Earth Could be Getting a Second Sun

Last Updated on June 2, 2020 by

Earth has long had its faithful sun emitting rays and occasionally wreaking havoc with its massive electromagnetic bursts.  But what if we were to look out in the sky on a clear day and see not one sun, but two?  And what if this second sun filled the sky with light independent of the first and making night a thing of the past?  Such a scenario is more plausible than you might think according to scientists who have just made a startling discovery and say it could happen as early as 2012.

The discovery was made recently when scientists witnessed changes in the Betelgeuse star system.  Recent measurements have shown that the star has lost a great deal of its fuel and will be losing even more very soon.  What could this mean?  When the star loses the last of its fuel, it will explode in a fiery conflagration larger than anything ever witnessed by human eyes even scanning the sky.  And after a period, the effects will be so great that the Earth will be showered with light bright enough to be considered a second sun.  There will simply be no night for a period.
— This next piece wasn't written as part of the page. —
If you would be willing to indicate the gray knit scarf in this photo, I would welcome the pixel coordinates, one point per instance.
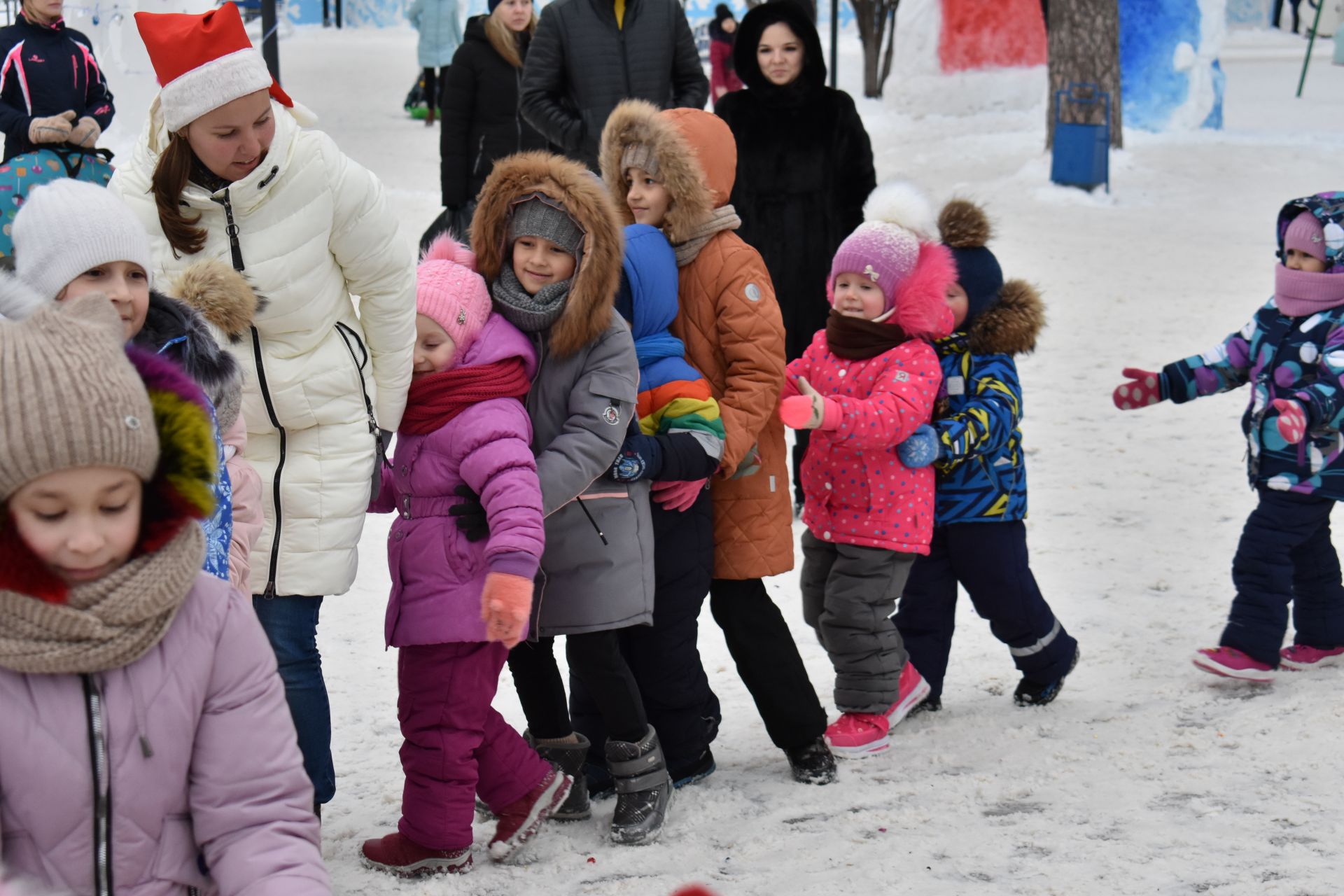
(528, 314)
(106, 624)
(722, 218)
Such explosions are not unheard of.  In the middle ages several incidents led to people thinking the sun had risen early in the night sky, though many of these are still largely unexplained.  And even the ones with a proper explanation have historically mysterious and extreme events associated with them.  One such incident occurred shortly before the Tunguska incident, leading some to speculate it could have been caused by a massive meteorite.  But even this only lasted a few hours over a small village in Britain.  If the sun were to have an illuminating companion for several weeks, we might forget what night looks like on our planet for several weeks.

But would it be the end of the world?  The same scientists who are making the prediction have assured the world that it would not be.  It would just be a highly irregular and rare event.  And it would certainly cause a great deal of apprehension even if in the early hours it didn’t cause any major changes to the Earth as we know it aside from the light.

But if the light from Betelgeuse were to reach Earth now, it would mean that the supernova actually happened several hundred years ago, as light can travel extremely fast but not instantaneously.  And if the second sun in this case was associated with the prediction made for December 21st, 2012, then it’s not the end of the world as we know it.  At least not as far as we know.

It will be the end of several research projects intending to study the void of space without neutrinos.  These tiny particles radiate through our own bodies and the Earth itself with no ill effects and have since Earth since the dawn of the human race.  The particles are so infinitesimally small they could be considered invisible if not for highly sensitive detecting equipment.

Will there be two suns in the sky in 2012?  While it’s still a matter considered unlikely by many, the possibility and subsequent observation of Betelgeuse is certainly enough to raise many eyebrows.